Weather roulette is the game now. You don't win anything, you just have your expectations flutter up and down as the forecast adjusts each time. What's of consideration is the wind direction. The ATB runs around Hamilton's inner harbour at the most western point of the lake. East winds cross the lake in full and will dictate the conditions in Hamilton regardless of the forecast. Right now, it calls for 25 klik easterlies and temps just about freezing. That means wet snow in the face for the second 5k leg of the race and along the side for 9 k of waterfront. Two years ago I ran this race in shorts and a T. Whenever I attend this race I bring a bag full of clothes of all types, light and thick, water resistent and not, long and short, making the final call within minutes of the gun going off.

This race isn't what it was before. Running Room now pretty well runs it and that means the obligatory bag of cold food and you're ushered on your way once you're finished. It used to be, up to 2 years ago, beer and pizza and a big room to sit and chat afterwards. I guess the pizza folk got tired of staying up the night before making enough for 3-4 thousand runners. This year it's nearly 9000 in total, about 6000 of them doing the 30k.

Maybe I'll byob. Beer takes on it's own unique characterstic after 18.6 miles of racing.

Tuesday, March 25, 2008

I think it's time for

my yearly post.

A bit of the last while has me poking around sites like classmates and facebook finding names of those from years gone by. Given the nature of those sites, there's a lot of folk from schooldays in there, a few pictures, some new content. Over a 30 year gap there's a lot of changes that take place.

It's no doubt the nature of the sites themselves, biasing introduced by design, but I'm surprised at the number of people that retain contact with their school mates. Quite frankly, I haven't given a lot of them much thought, and I wasn't one of those 'central' figures in school. Some people would remember me, most wouldn't, no standout here. I had my friends and have kept some level of contact with a couple, but very few. Even when I go back to Sydney and visit I generally just stay with family and not socialize too much. I wouldn't know where anyone was anyway and I really wasn't (isn't) that type that makes the extra effort to retain those bonds.

Still, a part of me does look back and kind of wants some of those old friendships to be there in some form or another.

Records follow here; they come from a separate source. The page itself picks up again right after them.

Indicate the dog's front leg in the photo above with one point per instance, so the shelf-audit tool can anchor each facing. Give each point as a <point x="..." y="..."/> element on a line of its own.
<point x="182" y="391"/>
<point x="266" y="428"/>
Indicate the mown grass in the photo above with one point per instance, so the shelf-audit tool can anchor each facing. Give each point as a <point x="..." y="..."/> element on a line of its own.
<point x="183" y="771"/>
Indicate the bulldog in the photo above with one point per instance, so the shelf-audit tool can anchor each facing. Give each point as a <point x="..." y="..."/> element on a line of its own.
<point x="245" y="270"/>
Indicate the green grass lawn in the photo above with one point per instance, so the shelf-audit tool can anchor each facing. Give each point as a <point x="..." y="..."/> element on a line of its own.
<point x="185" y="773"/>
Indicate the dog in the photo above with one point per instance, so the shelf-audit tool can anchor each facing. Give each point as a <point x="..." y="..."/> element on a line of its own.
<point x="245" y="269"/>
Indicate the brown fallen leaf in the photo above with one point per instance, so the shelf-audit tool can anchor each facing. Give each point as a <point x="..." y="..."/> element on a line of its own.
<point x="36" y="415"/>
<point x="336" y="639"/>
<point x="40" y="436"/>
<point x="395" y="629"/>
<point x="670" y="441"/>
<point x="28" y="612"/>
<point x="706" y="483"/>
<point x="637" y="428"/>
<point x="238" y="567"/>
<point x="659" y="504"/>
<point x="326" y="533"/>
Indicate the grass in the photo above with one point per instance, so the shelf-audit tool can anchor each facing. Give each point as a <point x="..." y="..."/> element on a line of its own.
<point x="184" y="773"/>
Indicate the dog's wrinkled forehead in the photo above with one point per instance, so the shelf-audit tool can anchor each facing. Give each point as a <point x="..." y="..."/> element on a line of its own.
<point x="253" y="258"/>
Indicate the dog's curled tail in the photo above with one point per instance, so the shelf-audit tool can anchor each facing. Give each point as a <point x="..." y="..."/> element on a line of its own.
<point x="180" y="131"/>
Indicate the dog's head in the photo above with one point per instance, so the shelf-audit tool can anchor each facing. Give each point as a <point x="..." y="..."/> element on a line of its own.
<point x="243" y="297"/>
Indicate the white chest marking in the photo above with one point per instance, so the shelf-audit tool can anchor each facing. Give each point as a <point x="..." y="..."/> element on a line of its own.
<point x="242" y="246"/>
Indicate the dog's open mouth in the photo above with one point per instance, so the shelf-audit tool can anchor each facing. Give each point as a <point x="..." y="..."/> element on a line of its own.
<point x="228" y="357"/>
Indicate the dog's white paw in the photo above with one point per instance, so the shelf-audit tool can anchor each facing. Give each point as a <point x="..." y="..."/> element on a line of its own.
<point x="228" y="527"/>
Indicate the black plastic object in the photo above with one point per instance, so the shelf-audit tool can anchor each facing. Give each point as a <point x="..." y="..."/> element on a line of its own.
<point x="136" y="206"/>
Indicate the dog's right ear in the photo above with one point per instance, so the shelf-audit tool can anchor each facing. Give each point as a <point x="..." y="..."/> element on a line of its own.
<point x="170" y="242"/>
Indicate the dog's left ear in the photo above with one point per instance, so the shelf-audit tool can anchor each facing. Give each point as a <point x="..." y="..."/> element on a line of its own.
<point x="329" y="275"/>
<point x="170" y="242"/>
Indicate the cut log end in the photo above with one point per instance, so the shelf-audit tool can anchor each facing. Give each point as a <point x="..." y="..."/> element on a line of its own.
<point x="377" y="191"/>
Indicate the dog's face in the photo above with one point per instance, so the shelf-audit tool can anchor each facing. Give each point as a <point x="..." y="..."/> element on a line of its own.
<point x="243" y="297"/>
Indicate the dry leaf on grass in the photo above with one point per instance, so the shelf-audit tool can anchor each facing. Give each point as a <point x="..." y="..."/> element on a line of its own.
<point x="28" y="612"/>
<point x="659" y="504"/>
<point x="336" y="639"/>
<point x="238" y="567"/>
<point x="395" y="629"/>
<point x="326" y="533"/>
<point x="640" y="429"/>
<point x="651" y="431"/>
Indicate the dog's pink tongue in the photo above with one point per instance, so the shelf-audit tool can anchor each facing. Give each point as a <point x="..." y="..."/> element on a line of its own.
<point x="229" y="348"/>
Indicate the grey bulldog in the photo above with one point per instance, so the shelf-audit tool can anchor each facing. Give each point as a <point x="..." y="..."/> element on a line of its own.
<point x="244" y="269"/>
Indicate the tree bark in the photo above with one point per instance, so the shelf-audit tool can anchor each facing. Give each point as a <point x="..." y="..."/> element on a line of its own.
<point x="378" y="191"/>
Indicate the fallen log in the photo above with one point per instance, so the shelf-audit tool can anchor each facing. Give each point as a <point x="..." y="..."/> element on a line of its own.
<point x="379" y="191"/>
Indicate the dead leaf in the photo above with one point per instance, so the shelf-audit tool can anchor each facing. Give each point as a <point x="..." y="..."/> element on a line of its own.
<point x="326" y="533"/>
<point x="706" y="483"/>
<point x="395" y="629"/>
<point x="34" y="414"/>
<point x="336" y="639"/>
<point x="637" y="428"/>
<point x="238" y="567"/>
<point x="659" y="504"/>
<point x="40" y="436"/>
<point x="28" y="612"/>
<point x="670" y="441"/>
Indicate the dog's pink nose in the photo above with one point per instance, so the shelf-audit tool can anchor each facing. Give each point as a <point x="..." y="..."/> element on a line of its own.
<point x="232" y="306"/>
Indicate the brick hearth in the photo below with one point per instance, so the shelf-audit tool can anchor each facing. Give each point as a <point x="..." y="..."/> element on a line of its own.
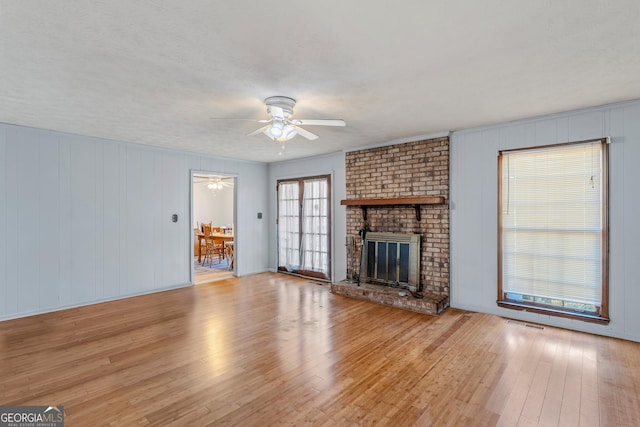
<point x="413" y="169"/>
<point x="429" y="304"/>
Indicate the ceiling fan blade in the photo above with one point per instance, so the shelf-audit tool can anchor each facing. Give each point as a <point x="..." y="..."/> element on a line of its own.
<point x="310" y="136"/>
<point x="237" y="118"/>
<point x="321" y="122"/>
<point x="262" y="129"/>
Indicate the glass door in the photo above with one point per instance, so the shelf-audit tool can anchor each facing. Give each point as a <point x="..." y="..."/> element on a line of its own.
<point x="303" y="226"/>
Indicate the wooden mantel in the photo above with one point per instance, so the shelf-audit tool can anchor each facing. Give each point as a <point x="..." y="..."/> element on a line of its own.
<point x="416" y="202"/>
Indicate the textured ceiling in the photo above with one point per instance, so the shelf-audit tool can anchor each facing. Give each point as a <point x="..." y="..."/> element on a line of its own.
<point x="156" y="72"/>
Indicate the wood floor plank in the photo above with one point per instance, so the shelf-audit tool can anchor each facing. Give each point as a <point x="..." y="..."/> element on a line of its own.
<point x="272" y="349"/>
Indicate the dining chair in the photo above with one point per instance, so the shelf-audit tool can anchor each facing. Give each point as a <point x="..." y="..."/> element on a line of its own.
<point x="230" y="253"/>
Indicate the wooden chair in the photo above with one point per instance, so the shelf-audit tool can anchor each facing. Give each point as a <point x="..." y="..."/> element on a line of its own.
<point x="218" y="248"/>
<point x="230" y="253"/>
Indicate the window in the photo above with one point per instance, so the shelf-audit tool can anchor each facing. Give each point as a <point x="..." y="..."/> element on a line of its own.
<point x="303" y="226"/>
<point x="553" y="230"/>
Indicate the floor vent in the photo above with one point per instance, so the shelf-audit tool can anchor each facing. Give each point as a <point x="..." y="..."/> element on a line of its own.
<point x="526" y="325"/>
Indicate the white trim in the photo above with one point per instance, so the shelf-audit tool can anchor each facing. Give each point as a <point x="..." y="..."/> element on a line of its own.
<point x="192" y="173"/>
<point x="141" y="145"/>
<point x="88" y="303"/>
<point x="400" y="141"/>
<point x="557" y="115"/>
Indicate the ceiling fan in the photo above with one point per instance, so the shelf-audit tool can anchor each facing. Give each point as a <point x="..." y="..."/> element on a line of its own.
<point x="282" y="127"/>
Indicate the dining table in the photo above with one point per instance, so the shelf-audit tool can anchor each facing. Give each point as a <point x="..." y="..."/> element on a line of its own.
<point x="225" y="237"/>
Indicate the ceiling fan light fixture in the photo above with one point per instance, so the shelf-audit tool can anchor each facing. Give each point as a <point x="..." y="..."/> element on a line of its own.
<point x="276" y="129"/>
<point x="288" y="132"/>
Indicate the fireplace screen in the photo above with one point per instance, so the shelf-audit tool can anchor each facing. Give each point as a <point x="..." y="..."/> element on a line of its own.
<point x="392" y="259"/>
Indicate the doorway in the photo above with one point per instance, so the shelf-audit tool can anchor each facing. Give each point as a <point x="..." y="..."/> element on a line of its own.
<point x="213" y="216"/>
<point x="304" y="226"/>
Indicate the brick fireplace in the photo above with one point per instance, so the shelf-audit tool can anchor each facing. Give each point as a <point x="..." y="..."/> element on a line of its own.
<point x="401" y="173"/>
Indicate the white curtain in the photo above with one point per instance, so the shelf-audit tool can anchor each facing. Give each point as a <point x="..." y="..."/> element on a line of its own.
<point x="315" y="219"/>
<point x="289" y="225"/>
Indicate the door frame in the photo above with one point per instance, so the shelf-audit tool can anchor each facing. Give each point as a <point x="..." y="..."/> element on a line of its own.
<point x="330" y="236"/>
<point x="192" y="173"/>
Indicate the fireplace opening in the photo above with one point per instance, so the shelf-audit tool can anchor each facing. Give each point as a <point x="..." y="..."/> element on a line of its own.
<point x="391" y="259"/>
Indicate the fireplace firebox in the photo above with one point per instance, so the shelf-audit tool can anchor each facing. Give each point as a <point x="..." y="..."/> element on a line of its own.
<point x="391" y="259"/>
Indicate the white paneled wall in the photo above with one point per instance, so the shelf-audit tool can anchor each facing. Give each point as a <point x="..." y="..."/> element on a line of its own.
<point x="334" y="165"/>
<point x="474" y="210"/>
<point x="84" y="220"/>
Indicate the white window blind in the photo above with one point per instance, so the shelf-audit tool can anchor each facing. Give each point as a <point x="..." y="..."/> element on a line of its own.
<point x="552" y="225"/>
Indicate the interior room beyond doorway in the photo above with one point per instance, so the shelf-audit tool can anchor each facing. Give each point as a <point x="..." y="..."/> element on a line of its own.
<point x="213" y="227"/>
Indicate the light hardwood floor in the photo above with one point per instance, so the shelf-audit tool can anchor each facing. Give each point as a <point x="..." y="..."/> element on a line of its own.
<point x="273" y="349"/>
<point x="205" y="274"/>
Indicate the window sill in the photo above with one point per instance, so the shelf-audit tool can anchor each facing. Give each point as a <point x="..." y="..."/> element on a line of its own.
<point x="592" y="318"/>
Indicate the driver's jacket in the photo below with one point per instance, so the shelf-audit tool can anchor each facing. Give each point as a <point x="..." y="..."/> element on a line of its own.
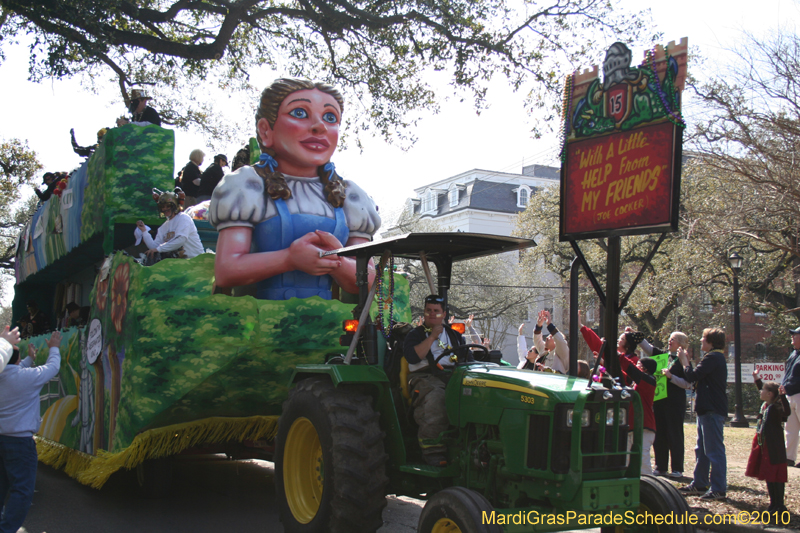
<point x="419" y="334"/>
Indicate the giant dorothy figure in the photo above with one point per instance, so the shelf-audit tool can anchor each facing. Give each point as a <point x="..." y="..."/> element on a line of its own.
<point x="275" y="218"/>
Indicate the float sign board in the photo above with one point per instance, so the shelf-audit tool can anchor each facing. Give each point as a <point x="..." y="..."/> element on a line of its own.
<point x="621" y="184"/>
<point x="622" y="153"/>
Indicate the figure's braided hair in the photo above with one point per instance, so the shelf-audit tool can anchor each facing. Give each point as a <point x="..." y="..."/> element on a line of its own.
<point x="271" y="98"/>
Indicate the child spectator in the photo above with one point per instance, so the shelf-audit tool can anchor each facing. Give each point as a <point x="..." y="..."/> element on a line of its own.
<point x="767" y="460"/>
<point x="641" y="373"/>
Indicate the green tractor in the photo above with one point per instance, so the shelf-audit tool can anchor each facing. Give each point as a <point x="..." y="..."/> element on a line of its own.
<point x="527" y="451"/>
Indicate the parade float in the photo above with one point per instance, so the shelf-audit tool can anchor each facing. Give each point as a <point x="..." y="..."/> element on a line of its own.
<point x="163" y="364"/>
<point x="168" y="364"/>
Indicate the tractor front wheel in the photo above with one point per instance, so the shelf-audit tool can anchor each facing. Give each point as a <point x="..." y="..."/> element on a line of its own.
<point x="456" y="510"/>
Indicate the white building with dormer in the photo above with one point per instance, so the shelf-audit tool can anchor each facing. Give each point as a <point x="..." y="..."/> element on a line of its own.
<point x="485" y="201"/>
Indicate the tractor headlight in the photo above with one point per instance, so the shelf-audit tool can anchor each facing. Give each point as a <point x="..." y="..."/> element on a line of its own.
<point x="584" y="418"/>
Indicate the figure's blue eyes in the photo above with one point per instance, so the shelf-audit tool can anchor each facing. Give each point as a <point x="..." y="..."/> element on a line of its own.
<point x="301" y="113"/>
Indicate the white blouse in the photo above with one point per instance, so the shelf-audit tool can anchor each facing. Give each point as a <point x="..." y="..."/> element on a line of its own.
<point x="239" y="200"/>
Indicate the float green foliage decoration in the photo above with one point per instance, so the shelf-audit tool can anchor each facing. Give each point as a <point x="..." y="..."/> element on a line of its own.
<point x="129" y="162"/>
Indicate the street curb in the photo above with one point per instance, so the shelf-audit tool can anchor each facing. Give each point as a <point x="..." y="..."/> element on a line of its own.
<point x="734" y="528"/>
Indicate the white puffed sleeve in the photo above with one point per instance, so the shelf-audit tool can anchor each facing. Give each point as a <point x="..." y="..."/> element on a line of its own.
<point x="238" y="200"/>
<point x="361" y="212"/>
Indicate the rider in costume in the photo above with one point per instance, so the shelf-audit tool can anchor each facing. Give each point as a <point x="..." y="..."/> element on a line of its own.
<point x="275" y="218"/>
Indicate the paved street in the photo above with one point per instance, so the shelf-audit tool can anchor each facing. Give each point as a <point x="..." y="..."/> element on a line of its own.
<point x="210" y="494"/>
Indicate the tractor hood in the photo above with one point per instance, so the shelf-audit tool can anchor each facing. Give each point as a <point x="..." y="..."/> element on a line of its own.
<point x="486" y="390"/>
<point x="525" y="381"/>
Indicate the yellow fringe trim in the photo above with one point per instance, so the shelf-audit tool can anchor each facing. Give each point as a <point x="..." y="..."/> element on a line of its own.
<point x="94" y="471"/>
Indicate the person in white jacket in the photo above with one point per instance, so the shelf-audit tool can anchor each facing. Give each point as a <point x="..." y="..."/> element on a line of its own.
<point x="20" y="385"/>
<point x="177" y="237"/>
<point x="553" y="348"/>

In this body I've gone day to day, bed at night and wake up in the morning, and the time just ticks on by with those tiny bits of erosion that cumulate to form the face that looks back at me from the mirror. I've spent my time with work and family and lately I've realized that I haven't made much time for my own relationships and contacts. Part of it is my personality, part of it is finding the time in the big city to really make those things happen. Places I've worked at in the past had quite a social atmosphere to them and made it easier to make that one night a week to just hang out and yakkity-yak. That hasn't been the case here and I've found it's quite wearing when you lack that outlet.

It's interesting to see how others have fared. There are a few from way back when that I'd really like to know where they've gone to and what they're doing.

I've got a 30k coming up this week. Weather's supposed to be wet snow. Blech!